8. Les dispositions de l’article L. 761-1 du code de justice administrative font obstacle à ce que soit mise à la charge de la commune de Saint-Geniès-de-Malgoirès, qui n’est pas la partie perdante dans la présente instance, la somme que Mme Maquart demande au titre des frais exposés par lui et non compris dans les dépens. En outre, il n’y a pas lieu, dans les circonstances de l’espèce, de mettre à la charge de la requérante la somme que la commune de Saint-Geniès-de-Malgoirès demande à ce même titre.
D E C I D E :
Article 1er : La requête de Mme Maquart est rejetée.
Article 2 : Les conclusions présentées par la commune de Saint-Geniès-de-Malgoirès sur le fondement de l’article L. 761-1 du code de justice administrative sont rejetées.

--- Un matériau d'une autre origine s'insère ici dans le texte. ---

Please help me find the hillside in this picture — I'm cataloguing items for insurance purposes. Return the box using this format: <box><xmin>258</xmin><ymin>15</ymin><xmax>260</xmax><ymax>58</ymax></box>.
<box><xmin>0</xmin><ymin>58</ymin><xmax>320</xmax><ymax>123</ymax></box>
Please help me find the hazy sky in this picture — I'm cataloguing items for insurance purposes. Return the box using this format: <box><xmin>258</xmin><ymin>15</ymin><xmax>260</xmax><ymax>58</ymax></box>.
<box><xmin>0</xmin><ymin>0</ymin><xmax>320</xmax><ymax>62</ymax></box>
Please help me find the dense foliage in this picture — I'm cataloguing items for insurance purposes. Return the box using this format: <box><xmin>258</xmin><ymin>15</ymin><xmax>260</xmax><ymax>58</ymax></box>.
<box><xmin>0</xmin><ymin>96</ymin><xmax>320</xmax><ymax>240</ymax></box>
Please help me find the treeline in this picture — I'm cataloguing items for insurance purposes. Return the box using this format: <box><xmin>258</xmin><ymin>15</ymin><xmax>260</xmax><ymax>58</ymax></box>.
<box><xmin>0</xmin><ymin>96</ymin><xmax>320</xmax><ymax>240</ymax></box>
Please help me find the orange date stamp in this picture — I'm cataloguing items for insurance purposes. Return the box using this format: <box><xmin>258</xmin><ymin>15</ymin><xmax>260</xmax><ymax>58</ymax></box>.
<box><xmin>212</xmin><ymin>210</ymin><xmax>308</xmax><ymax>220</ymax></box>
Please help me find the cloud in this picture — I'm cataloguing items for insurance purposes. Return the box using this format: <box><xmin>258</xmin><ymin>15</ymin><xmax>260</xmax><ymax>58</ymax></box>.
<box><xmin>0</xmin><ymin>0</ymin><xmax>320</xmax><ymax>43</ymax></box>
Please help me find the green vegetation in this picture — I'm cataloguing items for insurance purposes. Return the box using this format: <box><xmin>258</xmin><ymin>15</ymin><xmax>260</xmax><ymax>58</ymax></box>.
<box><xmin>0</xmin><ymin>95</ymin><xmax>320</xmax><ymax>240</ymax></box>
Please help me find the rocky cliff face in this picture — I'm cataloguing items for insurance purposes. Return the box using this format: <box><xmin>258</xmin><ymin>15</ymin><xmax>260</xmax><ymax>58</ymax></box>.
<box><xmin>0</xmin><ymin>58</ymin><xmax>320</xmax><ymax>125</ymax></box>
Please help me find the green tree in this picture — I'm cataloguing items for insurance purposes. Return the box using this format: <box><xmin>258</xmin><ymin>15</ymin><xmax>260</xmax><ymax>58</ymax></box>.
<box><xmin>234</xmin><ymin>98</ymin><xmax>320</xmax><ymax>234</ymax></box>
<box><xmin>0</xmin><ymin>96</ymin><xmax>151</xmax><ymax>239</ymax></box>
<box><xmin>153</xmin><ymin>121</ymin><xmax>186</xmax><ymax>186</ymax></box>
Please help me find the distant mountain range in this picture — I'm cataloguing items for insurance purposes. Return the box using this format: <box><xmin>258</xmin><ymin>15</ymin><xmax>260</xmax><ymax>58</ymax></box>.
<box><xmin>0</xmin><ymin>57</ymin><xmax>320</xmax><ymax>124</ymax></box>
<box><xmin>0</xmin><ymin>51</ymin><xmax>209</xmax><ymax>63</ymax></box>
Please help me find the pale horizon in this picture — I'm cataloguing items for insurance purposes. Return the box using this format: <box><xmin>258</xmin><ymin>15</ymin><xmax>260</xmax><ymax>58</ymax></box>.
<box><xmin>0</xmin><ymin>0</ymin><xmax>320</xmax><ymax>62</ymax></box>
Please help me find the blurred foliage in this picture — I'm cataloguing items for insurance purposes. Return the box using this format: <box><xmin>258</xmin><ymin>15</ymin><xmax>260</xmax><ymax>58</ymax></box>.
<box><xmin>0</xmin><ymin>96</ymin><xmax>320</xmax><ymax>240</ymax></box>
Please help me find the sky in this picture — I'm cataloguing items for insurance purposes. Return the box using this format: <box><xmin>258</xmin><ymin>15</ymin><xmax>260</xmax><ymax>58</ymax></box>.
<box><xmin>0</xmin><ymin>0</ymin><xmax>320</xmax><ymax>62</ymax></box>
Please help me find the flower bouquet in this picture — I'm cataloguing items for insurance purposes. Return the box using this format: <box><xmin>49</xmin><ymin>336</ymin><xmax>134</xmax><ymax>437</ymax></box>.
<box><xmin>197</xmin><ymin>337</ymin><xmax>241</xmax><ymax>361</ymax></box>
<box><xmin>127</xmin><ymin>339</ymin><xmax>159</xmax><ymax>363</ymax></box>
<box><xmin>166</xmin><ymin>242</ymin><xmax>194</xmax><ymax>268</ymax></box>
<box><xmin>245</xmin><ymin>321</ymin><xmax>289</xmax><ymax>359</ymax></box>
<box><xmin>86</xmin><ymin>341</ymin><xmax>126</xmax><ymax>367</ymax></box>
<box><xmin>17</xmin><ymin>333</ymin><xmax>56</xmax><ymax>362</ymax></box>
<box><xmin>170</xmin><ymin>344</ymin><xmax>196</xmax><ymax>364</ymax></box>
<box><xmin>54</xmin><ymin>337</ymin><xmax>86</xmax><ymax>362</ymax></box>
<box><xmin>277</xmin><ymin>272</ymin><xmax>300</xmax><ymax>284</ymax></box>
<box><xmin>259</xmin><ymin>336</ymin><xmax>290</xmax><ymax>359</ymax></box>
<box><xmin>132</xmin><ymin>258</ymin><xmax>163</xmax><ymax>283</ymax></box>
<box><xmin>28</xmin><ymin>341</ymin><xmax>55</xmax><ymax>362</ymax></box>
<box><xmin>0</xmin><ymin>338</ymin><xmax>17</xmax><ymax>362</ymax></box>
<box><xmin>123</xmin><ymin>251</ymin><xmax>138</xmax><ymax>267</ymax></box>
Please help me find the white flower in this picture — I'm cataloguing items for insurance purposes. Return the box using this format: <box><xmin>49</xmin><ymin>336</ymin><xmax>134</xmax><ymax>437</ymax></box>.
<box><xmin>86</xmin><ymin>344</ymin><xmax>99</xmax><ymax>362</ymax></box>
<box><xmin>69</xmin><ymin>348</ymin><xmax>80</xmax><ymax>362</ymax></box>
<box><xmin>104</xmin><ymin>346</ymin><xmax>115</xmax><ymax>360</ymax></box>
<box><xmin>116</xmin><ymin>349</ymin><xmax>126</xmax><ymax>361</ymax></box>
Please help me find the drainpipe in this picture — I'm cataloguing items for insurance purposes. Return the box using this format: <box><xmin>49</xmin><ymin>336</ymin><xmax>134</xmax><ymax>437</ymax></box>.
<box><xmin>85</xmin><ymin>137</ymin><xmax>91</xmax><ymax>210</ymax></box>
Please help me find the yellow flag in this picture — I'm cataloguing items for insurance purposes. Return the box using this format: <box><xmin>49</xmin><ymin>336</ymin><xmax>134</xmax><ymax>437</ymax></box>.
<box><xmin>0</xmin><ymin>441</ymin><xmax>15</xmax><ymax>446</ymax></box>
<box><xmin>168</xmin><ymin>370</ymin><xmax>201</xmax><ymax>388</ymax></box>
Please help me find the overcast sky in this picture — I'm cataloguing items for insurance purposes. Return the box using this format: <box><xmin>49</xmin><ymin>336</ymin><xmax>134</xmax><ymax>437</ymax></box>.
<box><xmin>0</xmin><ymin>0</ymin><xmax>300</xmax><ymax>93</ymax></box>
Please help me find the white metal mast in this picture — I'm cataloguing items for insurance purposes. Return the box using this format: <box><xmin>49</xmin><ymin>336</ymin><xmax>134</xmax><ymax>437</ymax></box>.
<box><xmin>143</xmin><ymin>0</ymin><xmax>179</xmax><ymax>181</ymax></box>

Article 3 : Le présent jugement sera notifié à Mme A… Maquart et à la commune de Saint-Geniès-de-Malgoirès.
Délibéré après l’audience du 27 mars 2026, à laquelle siégeaient :
M. Peretti, président,
M. Mouret, premier conseiller,
Mme Hoenen, conseillère.
Rendu public par mise à disposition au greffe le 10 avril 2026.
La rapporteure,
A-S. HOENEN
Le président,
P. PERETTI
Le greffier,
D. BERTHOD
La République mande et ordonne au préfet du Gard en ce qui le concerne ou à tous commissaires de justice à ce requis en ce qui concerne les voies de droit commun, contre les parties privées, de pourvoir à l’exécution de la présente décision.